Livre Sixième

IL EST DES SPECTACLES dont l’oeil ne se lasse pas. Il avait suffi de quelques minutes de patience pour que le rayon de soleil traversât la fenêtre latérale et s’introduisît dans le choeur de l’église. Porté par la douceur matinale de ce beau mois de mai, le rai lumineux s’en vint caresser la figure du Christ en croix suspendu à la poutre de la gloire de la croisée du transept. Chaque fois que l’occasion lui en était offerte, l’archevêque de Reims se plaisait à venir dans son église à cette heure matinale. Hervé éprouvait le sentiment unique et presque jubilatoire d’assister à la renaissance du Seigneur, chaque jour répétée et néanmoins chaque jour différente.

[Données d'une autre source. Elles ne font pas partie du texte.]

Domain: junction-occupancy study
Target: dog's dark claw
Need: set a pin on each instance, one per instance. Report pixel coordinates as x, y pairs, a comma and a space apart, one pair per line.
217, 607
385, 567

Dès que le petit miracle quotidien eut lieu, il se retira dans la sacristie où son cuisinier lui avait préparé un solide viatique pour entamer la journée. L’archevêque n’était point homme à se contenter des nourritures spirituelles, il succombait volontiers au péché de gourmandise et sa formidable gloutonnerie était, disait-on, célèbre jusqu’aux palais et aux églises de Rome. La satisfaction se lut sur son visage lorsqu’il découvrit le festin qu’on lui avait préparé : cuisses de poulet mijotées aux pommes rouges, gruau d’avoine, pain de seigle, miel du rucher de l’abbaye, fromage à pâte dure, vin de la vigne de l’évêché ; rien ne manquait pour le mettre de bonne humeur. Il était d’autant plus satisfait qu’il avait réussi à ne point songer à l’entrevue qu’il devait avoir avec le Roi.

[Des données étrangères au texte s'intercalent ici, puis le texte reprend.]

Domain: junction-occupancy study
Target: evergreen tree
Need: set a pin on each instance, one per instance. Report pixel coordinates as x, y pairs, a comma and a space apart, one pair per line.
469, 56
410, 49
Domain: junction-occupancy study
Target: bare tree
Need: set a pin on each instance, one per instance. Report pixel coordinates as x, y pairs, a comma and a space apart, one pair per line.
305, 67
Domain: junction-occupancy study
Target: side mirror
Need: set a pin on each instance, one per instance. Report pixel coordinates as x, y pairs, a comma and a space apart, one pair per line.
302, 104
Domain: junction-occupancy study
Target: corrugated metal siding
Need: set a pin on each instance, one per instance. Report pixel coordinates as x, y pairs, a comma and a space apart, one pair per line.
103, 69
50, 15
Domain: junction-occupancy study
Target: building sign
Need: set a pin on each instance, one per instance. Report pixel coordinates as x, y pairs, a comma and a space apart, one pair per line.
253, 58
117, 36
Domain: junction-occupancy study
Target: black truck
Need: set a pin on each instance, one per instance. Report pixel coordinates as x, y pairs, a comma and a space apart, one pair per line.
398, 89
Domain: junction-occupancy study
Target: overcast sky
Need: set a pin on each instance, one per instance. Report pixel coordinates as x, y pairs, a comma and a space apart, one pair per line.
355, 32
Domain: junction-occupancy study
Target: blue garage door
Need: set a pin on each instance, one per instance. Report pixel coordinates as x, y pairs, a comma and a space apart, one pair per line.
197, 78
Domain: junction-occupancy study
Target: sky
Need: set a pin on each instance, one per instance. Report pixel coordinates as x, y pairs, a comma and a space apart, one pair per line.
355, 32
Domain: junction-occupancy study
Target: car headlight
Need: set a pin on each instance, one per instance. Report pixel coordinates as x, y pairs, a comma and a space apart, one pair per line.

Entre les deux hommes, il n’y avait certes jamais eu beaucoup de sympathie, mais au fil des années, ce sentiment de froide indifférence s’était mué en méfiance. L’autorité de Charles était de plus en plus contestée par ses barons. Nombreux étaient ceux qui lui reprochaient son manque de poigne ainsi que sa trop grande propension à se laisser gouverner par ses désirs, plutôt que de mener convenablement les affaires de l’État.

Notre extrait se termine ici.